Uma guarita verde na entrada do prédio administrativo da Vale na barragem de Brumadinho (MG) não foi destruída pela lama de rejeitos e agora é o símbolo do milagre vivido por um dos funcionários da empresa, que sobreviveu à tragédia e agora conta seu testemunho.
Cláudio Pereira do Santos, 34 anos, trabalhava na portaria de entrada da Mina do Feijão, recebendo as notas fiscais de todos os carregamentos que chegavam. No dia 25 de janeiro, quando houve o rompimento, ele havia retornado do almoço há pouco tempo. “Foi um verdadeiro milagre eu estar vivo, primeiramente porque minha sala ficou intacta, segundo porque eu ia almoçar 12h30 e fui 11h porque me deu uma fome muito grande”, contou.
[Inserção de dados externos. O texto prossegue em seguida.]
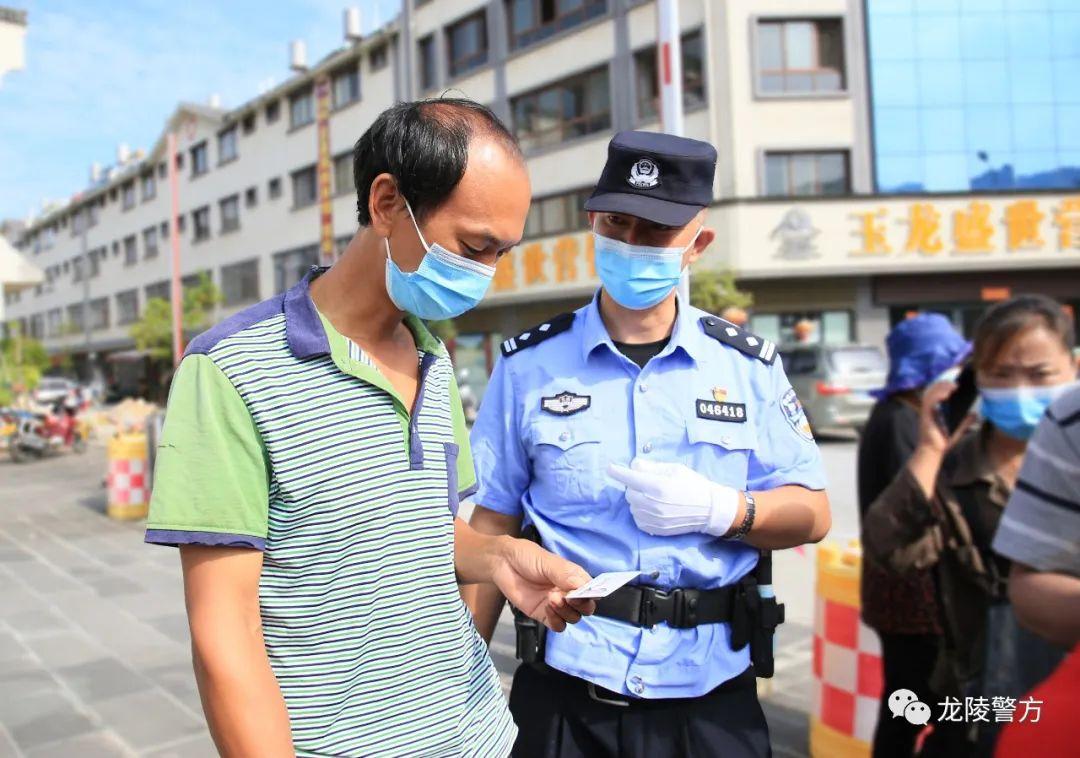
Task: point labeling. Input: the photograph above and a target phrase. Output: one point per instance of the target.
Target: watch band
(747, 522)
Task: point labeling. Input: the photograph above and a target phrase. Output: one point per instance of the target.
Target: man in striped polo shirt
(312, 460)
(1040, 528)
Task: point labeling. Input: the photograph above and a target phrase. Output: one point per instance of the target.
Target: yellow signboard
(974, 230)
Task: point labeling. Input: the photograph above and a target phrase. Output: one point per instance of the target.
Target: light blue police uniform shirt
(537, 461)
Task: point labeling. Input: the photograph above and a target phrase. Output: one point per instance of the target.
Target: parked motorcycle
(39, 434)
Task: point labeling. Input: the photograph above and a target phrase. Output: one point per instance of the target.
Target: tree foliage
(714, 290)
(23, 361)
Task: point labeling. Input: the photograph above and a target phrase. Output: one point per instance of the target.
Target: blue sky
(99, 72)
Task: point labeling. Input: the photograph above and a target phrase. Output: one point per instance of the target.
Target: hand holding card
(604, 584)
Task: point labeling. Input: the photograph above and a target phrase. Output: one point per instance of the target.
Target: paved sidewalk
(94, 657)
(94, 648)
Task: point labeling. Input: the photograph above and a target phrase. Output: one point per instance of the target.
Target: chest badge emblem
(566, 404)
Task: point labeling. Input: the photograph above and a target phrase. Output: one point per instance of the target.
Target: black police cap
(658, 177)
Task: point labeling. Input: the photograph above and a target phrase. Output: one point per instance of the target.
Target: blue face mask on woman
(637, 276)
(1016, 410)
(444, 286)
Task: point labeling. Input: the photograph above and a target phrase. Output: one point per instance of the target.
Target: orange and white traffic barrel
(847, 660)
(129, 478)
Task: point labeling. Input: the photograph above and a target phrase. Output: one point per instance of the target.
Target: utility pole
(174, 235)
(670, 75)
(84, 224)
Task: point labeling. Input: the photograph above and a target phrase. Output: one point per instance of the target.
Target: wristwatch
(747, 520)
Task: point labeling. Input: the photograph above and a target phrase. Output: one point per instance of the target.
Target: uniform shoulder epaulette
(742, 340)
(538, 334)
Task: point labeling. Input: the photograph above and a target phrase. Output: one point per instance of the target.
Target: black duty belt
(683, 609)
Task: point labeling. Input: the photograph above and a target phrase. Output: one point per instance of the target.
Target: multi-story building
(875, 157)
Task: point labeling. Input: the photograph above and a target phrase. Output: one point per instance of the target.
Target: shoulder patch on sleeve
(740, 339)
(538, 334)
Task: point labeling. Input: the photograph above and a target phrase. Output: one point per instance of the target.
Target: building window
(54, 322)
(301, 108)
(131, 251)
(99, 313)
(378, 57)
(75, 322)
(801, 174)
(557, 214)
(150, 242)
(647, 80)
(200, 162)
(149, 187)
(291, 266)
(78, 221)
(342, 174)
(95, 261)
(201, 220)
(304, 187)
(230, 214)
(227, 145)
(967, 99)
(797, 56)
(428, 64)
(467, 43)
(240, 282)
(531, 21)
(126, 307)
(570, 108)
(194, 280)
(159, 290)
(346, 86)
(129, 195)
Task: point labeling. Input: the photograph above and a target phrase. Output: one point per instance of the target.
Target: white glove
(672, 499)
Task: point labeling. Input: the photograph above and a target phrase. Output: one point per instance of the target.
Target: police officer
(642, 434)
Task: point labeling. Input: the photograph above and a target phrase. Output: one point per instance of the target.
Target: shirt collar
(304, 327)
(686, 336)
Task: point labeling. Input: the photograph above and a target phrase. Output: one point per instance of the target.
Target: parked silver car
(834, 382)
(52, 390)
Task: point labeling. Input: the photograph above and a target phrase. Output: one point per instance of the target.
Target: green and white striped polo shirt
(280, 437)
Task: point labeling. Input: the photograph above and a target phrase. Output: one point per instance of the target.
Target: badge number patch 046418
(565, 404)
(721, 411)
(795, 415)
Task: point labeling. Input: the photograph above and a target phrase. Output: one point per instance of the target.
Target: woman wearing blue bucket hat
(903, 609)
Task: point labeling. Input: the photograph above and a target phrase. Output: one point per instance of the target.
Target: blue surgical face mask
(637, 276)
(1016, 410)
(444, 286)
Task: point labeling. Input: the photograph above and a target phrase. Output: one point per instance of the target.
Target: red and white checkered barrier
(847, 661)
(127, 479)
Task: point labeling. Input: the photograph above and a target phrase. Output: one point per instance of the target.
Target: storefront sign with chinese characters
(1021, 225)
(896, 234)
(547, 266)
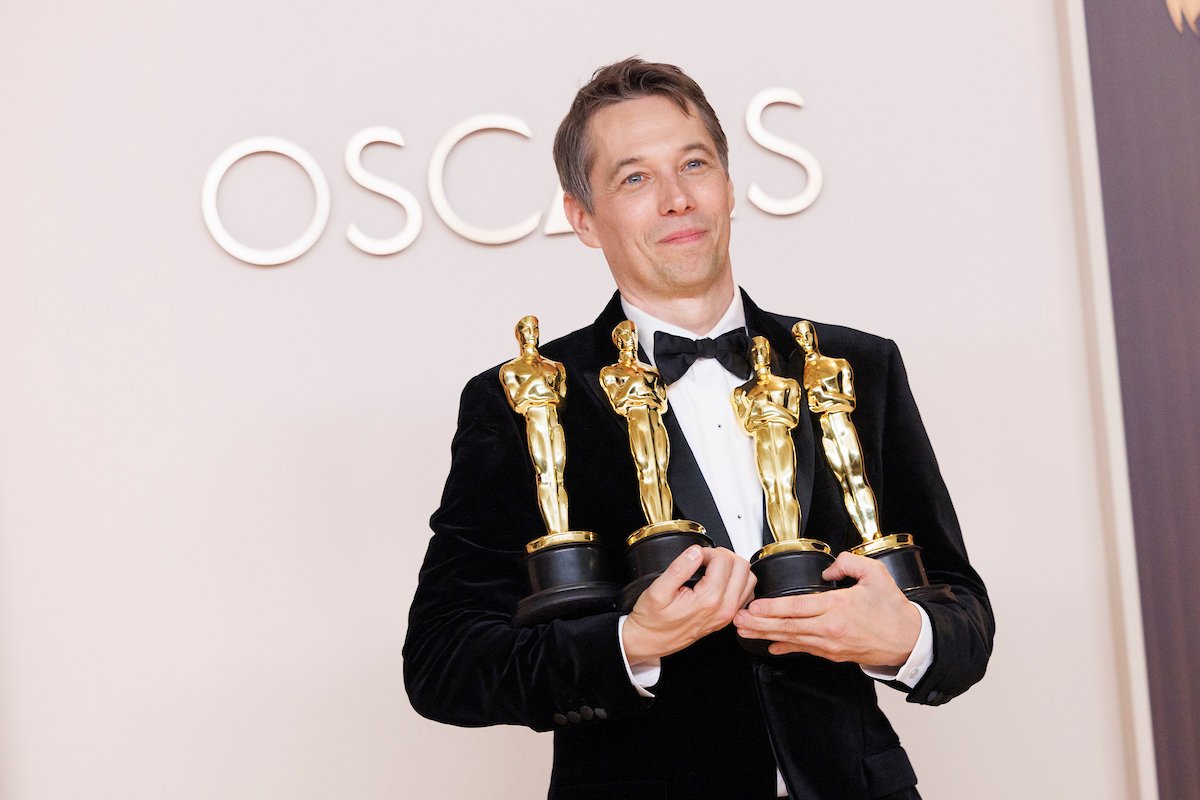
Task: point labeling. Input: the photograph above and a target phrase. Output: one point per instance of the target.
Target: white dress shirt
(700, 401)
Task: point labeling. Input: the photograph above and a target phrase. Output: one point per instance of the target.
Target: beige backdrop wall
(215, 477)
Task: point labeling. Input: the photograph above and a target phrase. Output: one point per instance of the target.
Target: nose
(675, 197)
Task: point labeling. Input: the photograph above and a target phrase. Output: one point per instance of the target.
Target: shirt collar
(733, 318)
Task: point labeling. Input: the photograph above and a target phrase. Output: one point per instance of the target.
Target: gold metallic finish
(565, 537)
(669, 527)
(792, 546)
(636, 392)
(768, 407)
(882, 545)
(535, 386)
(829, 384)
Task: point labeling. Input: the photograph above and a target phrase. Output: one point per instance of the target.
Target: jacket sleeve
(465, 663)
(915, 500)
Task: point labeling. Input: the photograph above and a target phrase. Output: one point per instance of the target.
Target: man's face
(661, 200)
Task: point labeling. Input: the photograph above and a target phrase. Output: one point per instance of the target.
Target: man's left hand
(871, 623)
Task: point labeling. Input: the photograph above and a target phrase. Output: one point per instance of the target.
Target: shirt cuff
(918, 662)
(645, 673)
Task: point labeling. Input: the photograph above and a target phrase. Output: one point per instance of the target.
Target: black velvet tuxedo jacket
(720, 719)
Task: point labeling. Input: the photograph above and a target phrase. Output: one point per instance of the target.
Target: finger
(736, 589)
(792, 606)
(717, 572)
(790, 627)
(678, 572)
(748, 589)
(850, 565)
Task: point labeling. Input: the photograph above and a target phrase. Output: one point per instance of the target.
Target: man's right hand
(669, 615)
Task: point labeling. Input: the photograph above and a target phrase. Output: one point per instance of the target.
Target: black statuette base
(568, 581)
(783, 575)
(905, 565)
(647, 558)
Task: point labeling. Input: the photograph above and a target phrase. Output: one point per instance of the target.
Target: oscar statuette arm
(913, 499)
(465, 663)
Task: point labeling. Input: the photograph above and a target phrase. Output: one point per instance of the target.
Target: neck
(696, 313)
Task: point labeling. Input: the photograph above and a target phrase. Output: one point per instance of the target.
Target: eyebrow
(633, 160)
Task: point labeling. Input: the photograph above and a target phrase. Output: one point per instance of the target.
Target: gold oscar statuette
(829, 384)
(567, 567)
(768, 408)
(636, 391)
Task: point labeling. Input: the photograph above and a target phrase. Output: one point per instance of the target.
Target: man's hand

“Eu tinha acabado de ligar para minha sobrinha, às 12h24 conversei com ela no Whatsapp. Logo após eu fiz o cadastro de uma nota, muito rapidamente, e nesse intervalo eu fui para o banheiro, foi quando ouvi o barulho”, disse Santos, explicando que se tivesse ido almoçar no horário habitual, teria morrido, pois o refeitório, assim como outras partes do prédio administrativo, foram engolidos pela lama.
Ele falou que o barulho da lama descendo o fez achar que fosse um caminhão com o pneu estourado: “Quando abri a porta já me deparei com toda a destruição”, disse, acrescentando que a correnteza de lama estava a cerca de 5 metros da guarita onde trabalhava. “Eu cheguei a ver pessoas caindo, não conheci quem, pessoas caíram, parece que machucaram a perna, e a lama pegou”.
“A sensação no momento em que eu pulei a janela e comecei a correr é que a lama ia me pegar, porque eu não olhava para trás, eu só sentia ela passando a minha esquerda”, disse Santos em entrevista ao G1. “Quando eu corria ali, eu senti uma paz espiritual muito grande, como se eu fosse morrer mas eu estava bem com Deus. Mas, o meu psicológico teve muito medo na hora de demorar para morrer. Se eu morresse rápido, não teria problema, foi o que pensei na hora, mas eu tive medo de ficar agonizando na lama por muito tempo, esse foi meu único medo”, relembrou.
Enquanto corria sem olhar para trás, Santos lembrou-se de uma área que o manteria seguro se o rompimento se resumisse à Mina do Feijão: um sítio onde ele já havia morado, localizado na parte alta do Córrego do Feijão. Ao chegar lá, ligou para o irmão e descobriu que ele havia escapado por ter saído da barragem 20 minutos antes do rompimento.
Na conversa com seu irmão, Santos disse que se houvesse um segundo rompimento, ele seria pego pela lama: “Se a segunda barragem estourar vai me atingir, eu vou morrer, então meu corpo vai estar daqui [do sítio onde estava] para baixo, você avisa [o resgate]”, contou.
Abalo
Evangélico, Santos ficou tão abalado nos primeiros dias que “não tinha forças para orar”: “A minha única oração era ‘obrigado, Senhor, por eu ter sobrevivido’.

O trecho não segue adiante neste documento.